Newsblog zum 1. FC Köln

Kwasniok kündigt Comeback an und witzelt über Mainas Gewicht

Aktualisiert am 05.03.2026 – 17:26 UhrLesedauer: 18 Min.

Linton Maina: Er steht gegen Borussia Dortmund wieder im Kader des 1. FC Köln. (Quelle: IMAGO/Jan Huebner/imago)

Der 1. FC Köln kämpft um den Klassenerhalt in der Bundesliga. Im Newsblog auf t-online finden Sie alle wichtigen Meldungen rund um das Geißbockheim.

Donnerstag, 5. März 2026

Der 1. FC Köln kann gegen Borussia Dortmund wieder mit Alessio Castro-Montes und Linton Maina planen. Beide haben die vergangenen vier Bundesligaspiele verletzungsbedingt verpasst. Außenverteidiger Castro-Montes, der sich von einem Muskelfaserriss erholt hat, soll am Samstagabend direkt in der Startelf stehen: „Er wird beginnen, damit wir die Position auf der rechten Schiene geschlossen haben“, kündigt Trainer Lukas Kwasniok an.

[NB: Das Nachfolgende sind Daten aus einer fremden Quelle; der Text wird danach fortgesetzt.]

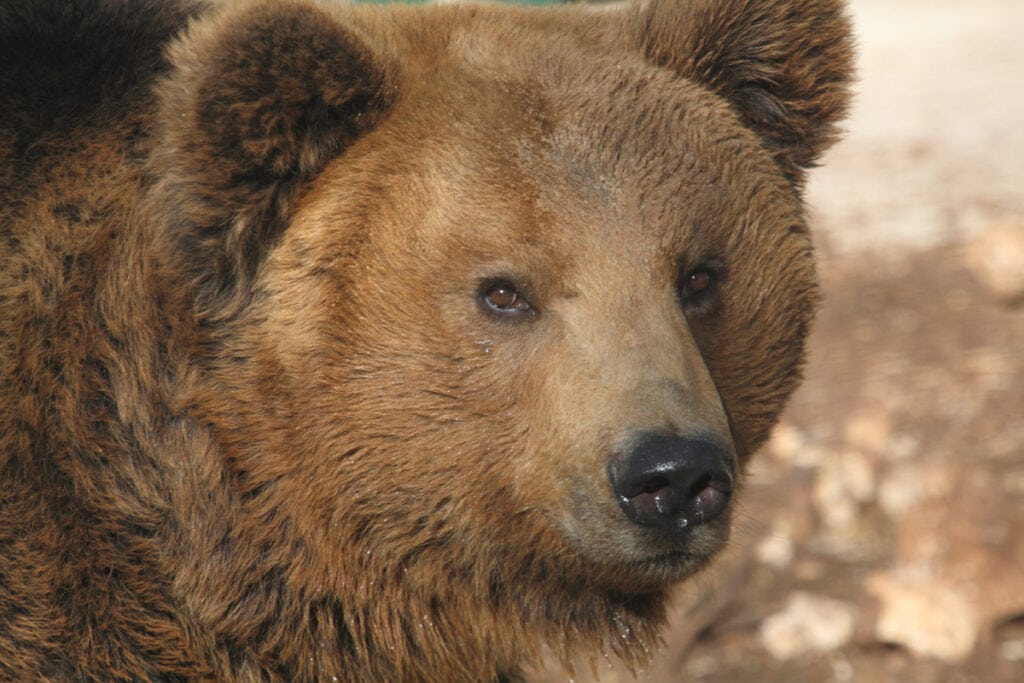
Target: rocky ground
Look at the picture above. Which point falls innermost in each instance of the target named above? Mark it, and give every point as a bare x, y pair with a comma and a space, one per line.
882, 534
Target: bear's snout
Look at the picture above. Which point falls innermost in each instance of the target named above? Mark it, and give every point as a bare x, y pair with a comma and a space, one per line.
672, 482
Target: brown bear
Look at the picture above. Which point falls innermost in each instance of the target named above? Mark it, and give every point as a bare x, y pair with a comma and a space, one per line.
388, 343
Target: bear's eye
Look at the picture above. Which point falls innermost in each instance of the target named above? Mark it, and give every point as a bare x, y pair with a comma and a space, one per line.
503, 297
696, 288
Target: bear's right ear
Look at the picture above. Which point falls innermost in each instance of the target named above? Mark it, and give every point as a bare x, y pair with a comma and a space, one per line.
259, 98
784, 66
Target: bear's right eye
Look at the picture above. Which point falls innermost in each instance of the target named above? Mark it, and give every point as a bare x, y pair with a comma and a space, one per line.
503, 297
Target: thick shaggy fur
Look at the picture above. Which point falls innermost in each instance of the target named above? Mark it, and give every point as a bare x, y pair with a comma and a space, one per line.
256, 422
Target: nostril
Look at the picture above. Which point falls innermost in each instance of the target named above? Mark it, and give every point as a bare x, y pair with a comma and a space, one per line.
673, 482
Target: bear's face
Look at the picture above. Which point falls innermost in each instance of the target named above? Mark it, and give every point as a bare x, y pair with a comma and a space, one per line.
493, 314
498, 301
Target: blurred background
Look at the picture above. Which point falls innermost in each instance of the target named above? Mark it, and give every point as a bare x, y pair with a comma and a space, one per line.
881, 536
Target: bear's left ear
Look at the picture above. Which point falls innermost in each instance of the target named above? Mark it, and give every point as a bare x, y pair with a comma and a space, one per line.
258, 99
784, 66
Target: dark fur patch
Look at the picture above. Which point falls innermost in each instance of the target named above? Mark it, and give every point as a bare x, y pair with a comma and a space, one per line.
257, 102
784, 66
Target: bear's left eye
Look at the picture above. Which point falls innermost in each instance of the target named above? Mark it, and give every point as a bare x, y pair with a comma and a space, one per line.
696, 288
503, 297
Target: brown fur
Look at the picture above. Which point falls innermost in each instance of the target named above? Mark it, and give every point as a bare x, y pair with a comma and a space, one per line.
256, 424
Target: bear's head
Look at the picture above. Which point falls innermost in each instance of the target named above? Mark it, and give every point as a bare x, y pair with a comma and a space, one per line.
496, 303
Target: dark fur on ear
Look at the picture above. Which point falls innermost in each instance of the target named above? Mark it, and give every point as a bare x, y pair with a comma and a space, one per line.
259, 99
784, 66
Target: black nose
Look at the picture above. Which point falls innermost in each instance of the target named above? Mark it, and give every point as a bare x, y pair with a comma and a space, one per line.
672, 482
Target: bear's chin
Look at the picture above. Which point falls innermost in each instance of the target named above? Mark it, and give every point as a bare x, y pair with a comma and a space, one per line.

Bei Maina, der nach seinem auskurierten Rippenbruch noch krankheitsbedingt fehlte, reicht es zunächst nur für eine Rolle als Joker. „Linton ist drei, vier Tage ausgefallen mit Magen-Darm-Problemen und hat wirklich abgenommen. Er hechelt ein wenig hinterher“, so Kwasniok. Als „Waffe von der Bank“ komme der Flügelstürmer aber sehr wohl infrage, ergänzte der Kölner Trainer und schob mit „lieben Grüßen“ an Maina nach: „Die zwei, drei Kilo weniger stehen ihm sehr gut.“

Sollte dem 1. FC Köln der Klassenerhalt gelingen, ist ein Transfer für die kommende Saison fix: Beim derzeit aus Mainz ausgeliehenen Tom Krauß greift im Falle des Verbleibs in der Bundesliga eine Kaufpflicht, wie der Mittelfeldakteur im Interview mit „Radio Köln“bestätigte. Er betonte: „Ich habe ein Riesenziel, und das ist, hier in Köln zu bleiben. Das will ich mit aller Macht packen.“

Krauß, der in seiner Karriere bereits für sieben verschiedene Vereine auflief, strebt endlich Kontinuität an: „Ich will hier heimisch werden. Ich komme hier mit jedem klar. Jetzt muss nur noch dieses eine Ziel erreicht werden. Darauf arbeiten wir hin.“ Der 24-Jährige ist in der Kölner Mittelfeldzentrale aktuell als Anführer gesetzt.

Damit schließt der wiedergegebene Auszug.